Giacomo Casanova
Oh ma tête, mais quelle migraine, quel étau me compresse la cervelle, ça m'apprendra à abuser du Bellini ! Un petit mélange de pêche et de champagne, ça ne peut faire de mal à personne, ça c'est ce que l'on croit ! J'ai cru que ça me ferait du bien de sortir, m'aérer, respirer l'air marin de la cité, que nenni, j'ai envie de rentrer. Tous ces gens, ces touristes, qui sont venus comme moi, peupler Venise pour le carnaval, m'oppressent. Tous ces visages... ces hommes qui me regardent, et je ne peux m'empêcher de les dévisager en me demandant était-ce lui ? Le grand là bas avec sa belle veste en cachemire et sa mâchoire mal rasée, non... son ami, plus trapu et un peu dégarni, non... non plus, oh mon dieu, j’espère que ce n'est pas lui qui me regarde avec ces yeux de merlan frit et son bonnet en laine de travailleur en bâtiment.

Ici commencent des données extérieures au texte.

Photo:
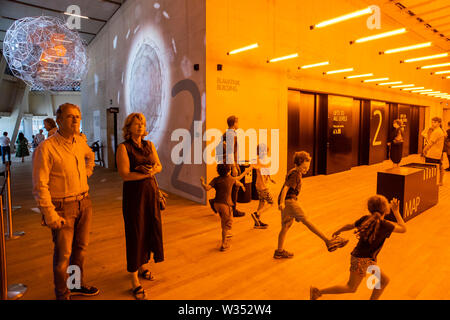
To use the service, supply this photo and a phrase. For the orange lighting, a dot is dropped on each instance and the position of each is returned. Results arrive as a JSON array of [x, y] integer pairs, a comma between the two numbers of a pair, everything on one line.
[[436, 56], [435, 66], [416, 88], [342, 18], [389, 83], [315, 65], [359, 76], [380, 35], [441, 72], [404, 86], [416, 46], [339, 71], [250, 47], [291, 56], [375, 80]]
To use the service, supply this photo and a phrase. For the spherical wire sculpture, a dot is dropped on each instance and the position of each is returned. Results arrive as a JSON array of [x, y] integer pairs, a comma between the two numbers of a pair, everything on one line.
[[45, 53]]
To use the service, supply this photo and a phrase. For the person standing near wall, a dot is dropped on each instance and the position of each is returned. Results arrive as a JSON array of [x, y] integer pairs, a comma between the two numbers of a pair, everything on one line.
[[61, 167], [22, 147], [137, 163], [50, 126], [5, 147], [447, 145], [434, 148], [396, 143], [226, 153], [38, 138]]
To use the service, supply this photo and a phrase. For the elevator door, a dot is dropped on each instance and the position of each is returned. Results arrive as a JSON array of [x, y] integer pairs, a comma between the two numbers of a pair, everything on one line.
[[379, 129], [301, 120], [404, 114], [356, 123], [340, 134]]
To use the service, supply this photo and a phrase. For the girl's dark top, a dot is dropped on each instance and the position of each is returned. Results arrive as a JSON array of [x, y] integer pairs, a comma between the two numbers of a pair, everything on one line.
[[366, 250], [223, 186], [140, 206], [294, 183]]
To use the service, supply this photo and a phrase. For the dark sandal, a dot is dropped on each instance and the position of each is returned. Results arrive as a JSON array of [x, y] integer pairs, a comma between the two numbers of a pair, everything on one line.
[[139, 293], [146, 274]]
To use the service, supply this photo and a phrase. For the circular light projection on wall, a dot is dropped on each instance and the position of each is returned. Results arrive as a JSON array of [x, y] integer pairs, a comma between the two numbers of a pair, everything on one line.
[[45, 53], [147, 82]]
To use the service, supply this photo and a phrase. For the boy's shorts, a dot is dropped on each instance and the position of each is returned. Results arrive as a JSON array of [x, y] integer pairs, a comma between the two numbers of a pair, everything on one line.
[[264, 195], [292, 211], [360, 265]]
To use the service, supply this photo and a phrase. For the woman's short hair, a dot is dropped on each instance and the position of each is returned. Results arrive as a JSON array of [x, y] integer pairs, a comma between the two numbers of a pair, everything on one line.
[[223, 169], [129, 121], [437, 119], [50, 122], [378, 203], [300, 157], [64, 106]]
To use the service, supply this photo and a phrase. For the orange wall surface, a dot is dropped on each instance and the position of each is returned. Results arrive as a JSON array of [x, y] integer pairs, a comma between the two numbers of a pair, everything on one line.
[[256, 91]]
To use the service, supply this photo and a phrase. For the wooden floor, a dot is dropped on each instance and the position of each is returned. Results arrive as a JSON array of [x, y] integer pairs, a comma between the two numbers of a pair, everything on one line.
[[417, 262]]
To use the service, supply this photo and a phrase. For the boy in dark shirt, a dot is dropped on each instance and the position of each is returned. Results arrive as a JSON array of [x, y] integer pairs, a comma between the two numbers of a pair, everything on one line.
[[223, 202], [372, 230], [290, 208]]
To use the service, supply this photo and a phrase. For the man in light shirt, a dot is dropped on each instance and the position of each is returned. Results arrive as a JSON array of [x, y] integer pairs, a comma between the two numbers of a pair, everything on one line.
[[6, 149], [435, 137], [61, 166]]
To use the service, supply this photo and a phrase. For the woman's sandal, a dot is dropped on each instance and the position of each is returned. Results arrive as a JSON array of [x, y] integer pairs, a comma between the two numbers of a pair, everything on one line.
[[139, 293], [146, 274]]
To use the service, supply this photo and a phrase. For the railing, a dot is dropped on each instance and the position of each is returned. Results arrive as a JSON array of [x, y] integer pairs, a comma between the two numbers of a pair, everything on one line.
[[14, 291]]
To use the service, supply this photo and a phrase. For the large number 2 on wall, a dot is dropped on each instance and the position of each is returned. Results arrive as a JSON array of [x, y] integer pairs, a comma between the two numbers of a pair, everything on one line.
[[380, 115]]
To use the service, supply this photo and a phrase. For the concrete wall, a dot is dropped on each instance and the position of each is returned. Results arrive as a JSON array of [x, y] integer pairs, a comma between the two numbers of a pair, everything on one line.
[[258, 95], [143, 61]]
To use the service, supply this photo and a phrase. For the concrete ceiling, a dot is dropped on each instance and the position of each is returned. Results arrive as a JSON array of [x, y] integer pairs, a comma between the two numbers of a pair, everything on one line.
[[98, 11]]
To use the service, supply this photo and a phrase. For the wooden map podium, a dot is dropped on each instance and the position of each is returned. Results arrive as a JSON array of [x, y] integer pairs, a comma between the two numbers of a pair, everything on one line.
[[415, 185]]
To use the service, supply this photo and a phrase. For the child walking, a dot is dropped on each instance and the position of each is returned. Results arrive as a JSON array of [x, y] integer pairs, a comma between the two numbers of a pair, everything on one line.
[[223, 203], [291, 209], [264, 194], [372, 231]]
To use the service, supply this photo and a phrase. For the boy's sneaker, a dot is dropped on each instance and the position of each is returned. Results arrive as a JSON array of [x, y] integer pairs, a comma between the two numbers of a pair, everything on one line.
[[255, 218], [262, 225], [283, 254], [85, 291], [238, 214], [314, 293]]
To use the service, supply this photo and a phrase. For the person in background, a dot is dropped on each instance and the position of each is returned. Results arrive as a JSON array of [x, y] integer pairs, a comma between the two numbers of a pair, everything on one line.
[[224, 184], [396, 143], [138, 163], [5, 143], [22, 147], [38, 138], [447, 145], [264, 195], [372, 231], [228, 153], [61, 167], [50, 126], [291, 209], [433, 150]]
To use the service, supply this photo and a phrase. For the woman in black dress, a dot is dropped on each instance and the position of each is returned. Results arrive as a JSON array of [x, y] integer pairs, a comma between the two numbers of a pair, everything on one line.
[[137, 163], [396, 143]]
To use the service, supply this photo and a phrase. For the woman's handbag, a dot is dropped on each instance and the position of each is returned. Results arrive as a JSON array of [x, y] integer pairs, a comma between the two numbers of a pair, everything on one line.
[[162, 197]]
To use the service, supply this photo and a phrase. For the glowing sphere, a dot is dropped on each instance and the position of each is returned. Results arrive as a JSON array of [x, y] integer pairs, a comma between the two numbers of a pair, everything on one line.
[[45, 53]]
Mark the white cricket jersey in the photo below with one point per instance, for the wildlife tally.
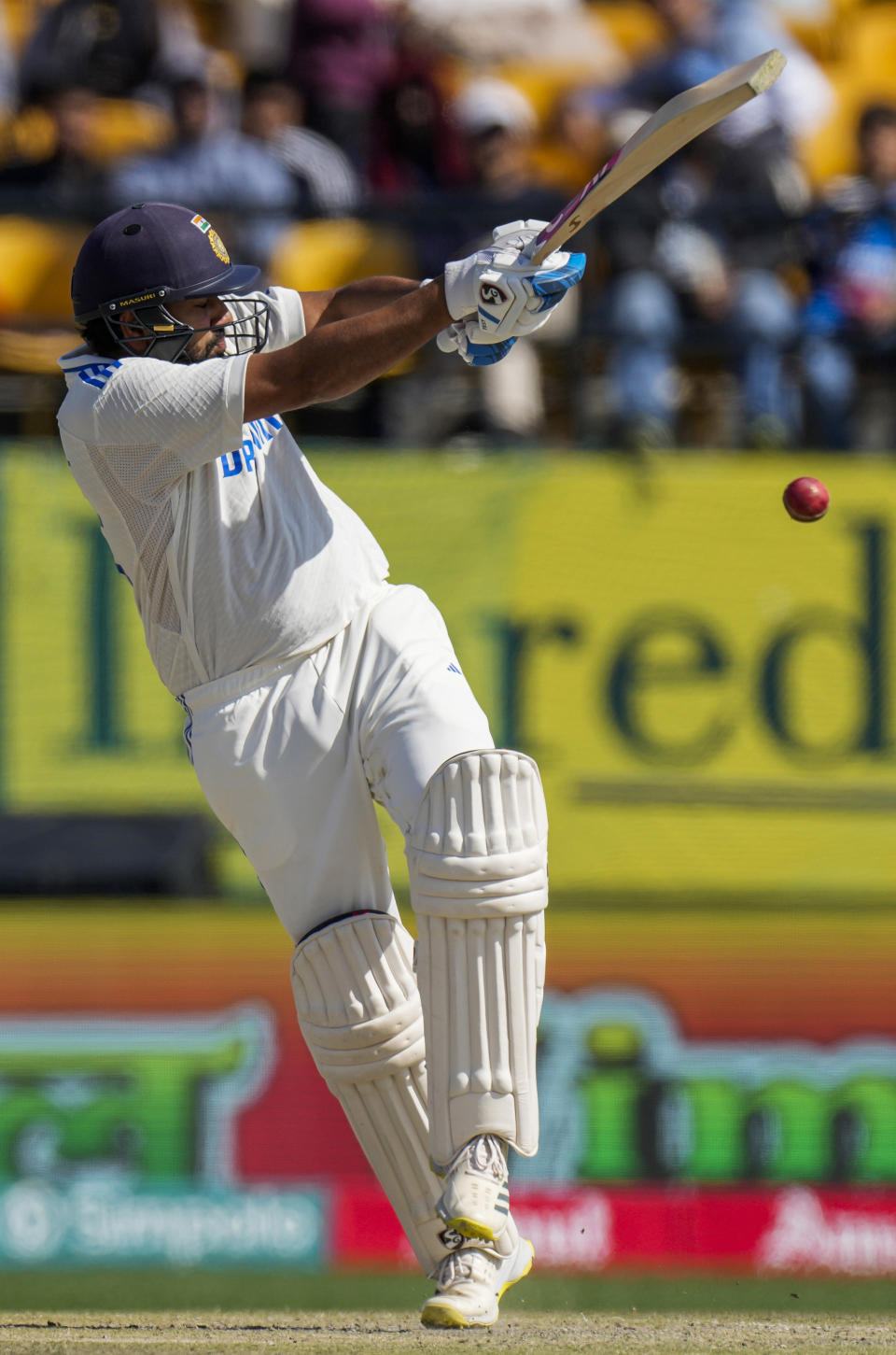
(236, 552)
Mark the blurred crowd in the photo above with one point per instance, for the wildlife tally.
(745, 294)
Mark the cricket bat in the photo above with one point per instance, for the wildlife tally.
(666, 132)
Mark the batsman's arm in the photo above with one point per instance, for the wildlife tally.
(357, 335)
(355, 298)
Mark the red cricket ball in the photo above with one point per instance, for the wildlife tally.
(805, 499)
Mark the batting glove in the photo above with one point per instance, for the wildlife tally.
(465, 338)
(509, 294)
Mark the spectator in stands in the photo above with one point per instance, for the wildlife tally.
(218, 168)
(115, 48)
(694, 256)
(68, 182)
(340, 56)
(486, 33)
(327, 183)
(699, 254)
(414, 145)
(709, 35)
(850, 316)
(501, 404)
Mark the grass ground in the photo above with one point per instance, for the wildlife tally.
(248, 1312)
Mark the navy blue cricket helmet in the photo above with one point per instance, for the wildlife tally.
(142, 258)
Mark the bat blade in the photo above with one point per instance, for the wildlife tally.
(667, 131)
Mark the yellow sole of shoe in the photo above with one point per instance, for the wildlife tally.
(469, 1228)
(436, 1313)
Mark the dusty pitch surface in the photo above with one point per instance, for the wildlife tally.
(396, 1334)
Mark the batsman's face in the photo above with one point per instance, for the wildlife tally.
(202, 313)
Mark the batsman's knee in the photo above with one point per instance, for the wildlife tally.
(477, 855)
(478, 844)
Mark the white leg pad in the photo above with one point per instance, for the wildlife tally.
(478, 882)
(359, 1011)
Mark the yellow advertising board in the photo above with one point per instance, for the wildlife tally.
(708, 685)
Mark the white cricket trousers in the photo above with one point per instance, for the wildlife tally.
(292, 755)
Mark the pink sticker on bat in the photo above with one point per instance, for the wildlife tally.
(571, 206)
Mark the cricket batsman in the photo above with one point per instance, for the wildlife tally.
(313, 687)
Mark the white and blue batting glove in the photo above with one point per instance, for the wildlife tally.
(508, 293)
(465, 336)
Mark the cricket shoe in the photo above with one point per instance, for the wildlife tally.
(469, 1283)
(475, 1201)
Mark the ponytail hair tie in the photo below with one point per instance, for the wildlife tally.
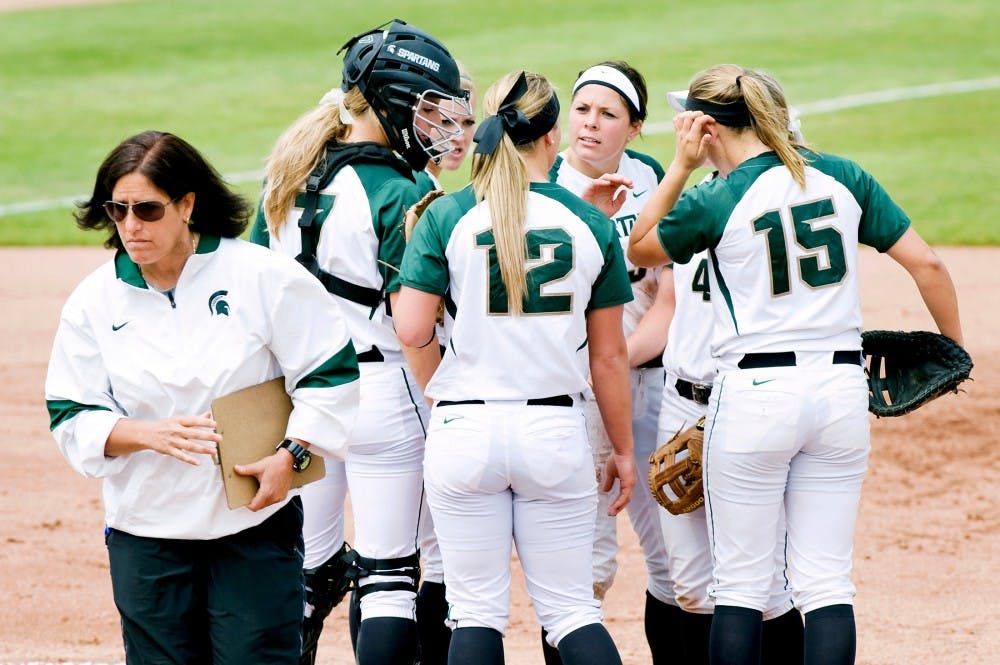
(511, 121)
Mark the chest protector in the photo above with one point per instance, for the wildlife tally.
(336, 157)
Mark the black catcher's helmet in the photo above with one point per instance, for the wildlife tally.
(401, 70)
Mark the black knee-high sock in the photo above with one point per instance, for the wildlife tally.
(830, 636)
(475, 646)
(782, 640)
(354, 619)
(387, 640)
(735, 636)
(549, 652)
(435, 636)
(589, 645)
(664, 630)
(696, 632)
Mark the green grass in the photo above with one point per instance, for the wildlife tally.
(230, 75)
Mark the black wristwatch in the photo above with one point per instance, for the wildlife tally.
(302, 457)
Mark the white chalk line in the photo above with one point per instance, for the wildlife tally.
(661, 127)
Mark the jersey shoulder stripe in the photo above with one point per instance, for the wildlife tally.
(882, 222)
(648, 161)
(596, 221)
(554, 171)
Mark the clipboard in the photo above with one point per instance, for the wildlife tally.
(252, 423)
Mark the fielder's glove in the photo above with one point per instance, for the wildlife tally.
(908, 369)
(675, 471)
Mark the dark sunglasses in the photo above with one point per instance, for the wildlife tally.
(147, 211)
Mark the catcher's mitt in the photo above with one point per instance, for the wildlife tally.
(908, 369)
(413, 213)
(675, 471)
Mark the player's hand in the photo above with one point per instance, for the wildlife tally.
(693, 139)
(180, 436)
(274, 473)
(621, 467)
(608, 193)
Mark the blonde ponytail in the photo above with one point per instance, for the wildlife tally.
(765, 101)
(299, 150)
(501, 180)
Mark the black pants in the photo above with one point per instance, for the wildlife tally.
(236, 599)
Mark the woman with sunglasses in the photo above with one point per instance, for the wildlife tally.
(183, 314)
(535, 274)
(787, 429)
(335, 198)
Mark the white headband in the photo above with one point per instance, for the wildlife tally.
(611, 78)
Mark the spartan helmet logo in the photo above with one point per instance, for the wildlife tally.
(217, 303)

Quelle cruche, non mais vraiment, et ces haut-le-cœur, cette acidité dans ma bouche, je m'en souviendrai de cette soirée, n'empêche, quelle soirée ! Bon d'accord, je ne me souviens pas de tout, et certains de mes flashs m’étonnent même un peu, rêve de la nuit, ou événement vécu, pas évident de faire la part des choses.
Elle s’assoit sur un banc de la place San Marco, ferme ses paupières et laisse les images de sa nuit revenir à elle, musique, danse, tarentelle, rire, plumes, dentelles, éventails, masques, loups, cape, Casanova... regards, mains, fièvre, baisers, tourbillon, magie.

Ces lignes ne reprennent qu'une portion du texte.